# 5 month golden retriever weight



## Valerieher (Jun 9, 2016)

My golden retriever Cooper just turned 5 months a week ago, and he weights 50 lbs.. Is that an average weight or is he overweight? He also is pretty tall for his age. Also.. How much do you all think he will weight when as an adult?


----------



## Krissi2197 (Apr 23, 2016)

I can't tell you if it's a normal weight or not since I'm currently raising my first golden, and he's only 10 weeks tomorrow, but I do know that his weight will depend on what his parents weighed. You should talk to the breeder (if you got him from one) and ask them about the weight of the parents if that information hasn't been presented to you already. His weight will probably reflect his parents' weight, but don't quote me on that.


----------



## ceegee (Mar 26, 2015)

My 6-month-old male pup weighs 38 lbs. and is a "healthy" weight (his parents are on the smaller side). But 50 lbs. for a 5-month-old sounds like a lot. You might want to check his weight: you should be able to feel his ribs easily, without pressing hard, and his body should be well-defined. It's a good idea to ask the breeder about the parents - maybe they're very big.


----------



## Rundlemtn (Jan 16, 2015)

Here is a weight chart you can follow. 50lbs at 5 mos is bigger than avg http://www.genuinegoldens.com/files/Male_Puppy_Weights_JAN.pdf


----------



## LoveMyPuppies (Jan 26, 2016)

You could get an estimate using one of the online puppy weight predictors like this on:

Find Out Your Puppy's Adult Weight | Puppy Chart

My boy weighed 51.5 lbs at 5 1/2 month and it predicts an adult weight of 70.6 which is pretty much what the breeder predicted as well based on parents' sizes. Not sure how accurate these things are but I've been following him on it since he was 8 weeks old and the prediction has stayed pretty constant plus or minus a few pounds.


----------



## Ksdenton (Mar 17, 2013)

Really depends on the parents. 
My Bentley was 49.8 lbs at 5 mos and 60 lbs at 6 mos. He went up as much as 87 lbs but I've trimmed him down to 80 lbs and I think it's a good weight for him at 3 yrs old. He could weigh more but it wouldn't be healthy for him.
Our new puppy Chase is as narrow as they come. He looks like a cartoon dog but that's his build. He weighs 40 lbs at 5 mos old. I'm guessing he will top at 70 lbs when fully grown. I'm hoping he begins to broaden but I don't want to fatten him up just to see a higher weight on the scale.

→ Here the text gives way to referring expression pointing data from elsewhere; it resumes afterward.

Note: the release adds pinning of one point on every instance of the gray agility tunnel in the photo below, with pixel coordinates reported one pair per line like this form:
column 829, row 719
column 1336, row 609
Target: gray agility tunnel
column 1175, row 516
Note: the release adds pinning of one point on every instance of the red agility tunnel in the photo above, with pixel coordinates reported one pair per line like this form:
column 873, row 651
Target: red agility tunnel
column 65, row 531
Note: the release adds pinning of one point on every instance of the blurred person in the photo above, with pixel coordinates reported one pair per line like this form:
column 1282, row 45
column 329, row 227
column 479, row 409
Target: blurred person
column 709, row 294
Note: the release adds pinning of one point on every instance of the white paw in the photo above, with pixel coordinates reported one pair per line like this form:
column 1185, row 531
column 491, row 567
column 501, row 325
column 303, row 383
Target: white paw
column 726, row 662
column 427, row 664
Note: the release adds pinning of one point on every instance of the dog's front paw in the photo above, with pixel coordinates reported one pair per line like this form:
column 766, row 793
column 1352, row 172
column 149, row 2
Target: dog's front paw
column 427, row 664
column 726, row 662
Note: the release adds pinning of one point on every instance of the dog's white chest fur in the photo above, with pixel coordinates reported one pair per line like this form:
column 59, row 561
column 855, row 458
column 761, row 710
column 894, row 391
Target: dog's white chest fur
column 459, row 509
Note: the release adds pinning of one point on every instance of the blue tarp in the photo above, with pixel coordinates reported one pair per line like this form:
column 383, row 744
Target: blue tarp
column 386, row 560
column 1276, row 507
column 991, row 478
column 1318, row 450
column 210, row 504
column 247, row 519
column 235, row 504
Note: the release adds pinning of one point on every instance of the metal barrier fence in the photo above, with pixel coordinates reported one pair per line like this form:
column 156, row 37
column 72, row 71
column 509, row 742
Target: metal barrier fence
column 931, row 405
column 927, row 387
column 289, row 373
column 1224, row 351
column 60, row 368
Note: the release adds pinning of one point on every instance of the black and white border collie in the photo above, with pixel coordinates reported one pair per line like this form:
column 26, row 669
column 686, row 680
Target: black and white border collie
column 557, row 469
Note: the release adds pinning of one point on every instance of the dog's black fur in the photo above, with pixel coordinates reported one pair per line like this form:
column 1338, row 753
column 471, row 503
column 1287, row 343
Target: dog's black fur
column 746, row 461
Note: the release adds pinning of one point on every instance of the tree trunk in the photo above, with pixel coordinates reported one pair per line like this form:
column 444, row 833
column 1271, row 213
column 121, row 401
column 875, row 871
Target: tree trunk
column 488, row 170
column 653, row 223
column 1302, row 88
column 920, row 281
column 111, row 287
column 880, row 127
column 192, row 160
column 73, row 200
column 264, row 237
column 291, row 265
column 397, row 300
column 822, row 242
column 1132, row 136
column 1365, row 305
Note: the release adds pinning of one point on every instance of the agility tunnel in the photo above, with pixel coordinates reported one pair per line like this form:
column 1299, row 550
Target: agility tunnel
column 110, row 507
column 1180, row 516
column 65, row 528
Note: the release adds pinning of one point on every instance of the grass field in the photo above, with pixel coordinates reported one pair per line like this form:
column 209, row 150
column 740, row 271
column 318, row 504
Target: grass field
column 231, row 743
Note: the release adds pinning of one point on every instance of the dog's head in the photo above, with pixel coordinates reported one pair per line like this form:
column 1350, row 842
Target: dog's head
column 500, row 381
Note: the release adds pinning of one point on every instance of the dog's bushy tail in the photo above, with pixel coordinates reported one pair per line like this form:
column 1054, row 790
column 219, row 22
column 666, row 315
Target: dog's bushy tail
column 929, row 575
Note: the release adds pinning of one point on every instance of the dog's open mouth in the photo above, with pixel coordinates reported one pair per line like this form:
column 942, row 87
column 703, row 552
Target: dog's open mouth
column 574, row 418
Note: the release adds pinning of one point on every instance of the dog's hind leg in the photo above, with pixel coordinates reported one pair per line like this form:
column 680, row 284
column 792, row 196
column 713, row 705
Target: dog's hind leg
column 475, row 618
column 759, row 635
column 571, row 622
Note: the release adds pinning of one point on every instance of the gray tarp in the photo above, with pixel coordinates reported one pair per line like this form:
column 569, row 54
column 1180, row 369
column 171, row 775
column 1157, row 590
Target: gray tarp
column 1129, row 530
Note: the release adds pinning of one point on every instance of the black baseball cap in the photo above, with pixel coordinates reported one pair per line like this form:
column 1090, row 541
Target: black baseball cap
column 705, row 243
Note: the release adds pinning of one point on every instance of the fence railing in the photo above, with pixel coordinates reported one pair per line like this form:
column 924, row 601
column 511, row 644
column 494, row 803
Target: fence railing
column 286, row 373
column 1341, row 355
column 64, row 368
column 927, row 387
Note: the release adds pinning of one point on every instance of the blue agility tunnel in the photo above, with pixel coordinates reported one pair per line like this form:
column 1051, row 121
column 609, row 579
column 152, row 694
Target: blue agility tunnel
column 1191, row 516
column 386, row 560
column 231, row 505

- oh wow, according to the chart above the 5 mos weight Bentley is dead on and Chase will only be 60 lbs. My little guy.


----------



## Cpc1972 (Feb 23, 2015)

Ksdenton said:


> Really depends on the parents.
> My Bentley was 49.8 lbs at 5 mos and 60 lbs at 6 mos. He went up as much as 87 lbs but I've trimmed him down to 80 lbs and I think it's a good weight for him at 3 yrs old. He could weigh more but it wouldn't be healthy for him.
> Our new puppy Chase is as narrow as they come. He looks like a cartoon dog but that's his build. He weighs 40 lbs at 5 mos old. I'm guessing he will top at 70 lbs when fully grown. I'm hoping he begins to broaden but I don't want to fatten him up just to see a higher weight on the scale.
> 
> - oh wow, according to the chart above the 5 mos weight Bentley is dead on and Chase will only be 60 lbs. My little guy.


Chloe was 48 at six months. Her adult weight now is 64.


----------



## aesthetic (Apr 23, 2015)

Kaizer was just about 42 pounds at 5 months. He's a year old now and weighs 68.3 pounds.

According to the chart above using his 5 months weigh, Kaizer's adult weight would be 59.9 pounds. I think he looks very lean at 68.3 pounds, I'd imagine he'd look very emaciated if he weighed 59.9 pounds now. If I use his 8 week weight, the chart said he'd weigh 87.2 pounds lol


----------



## Ffcmm (May 4, 2016)

My girl's on the smaller side at 5 and a half months she just only hit the 30lbs mark!


----------



## Ksdenton (Mar 17, 2013)

Ffcmm said:


> My girl's on the smaller side at 5 and a half months she just only hit the 30lbs mark!



She reminds me of my Chase. All legs and ears. Lol.


----------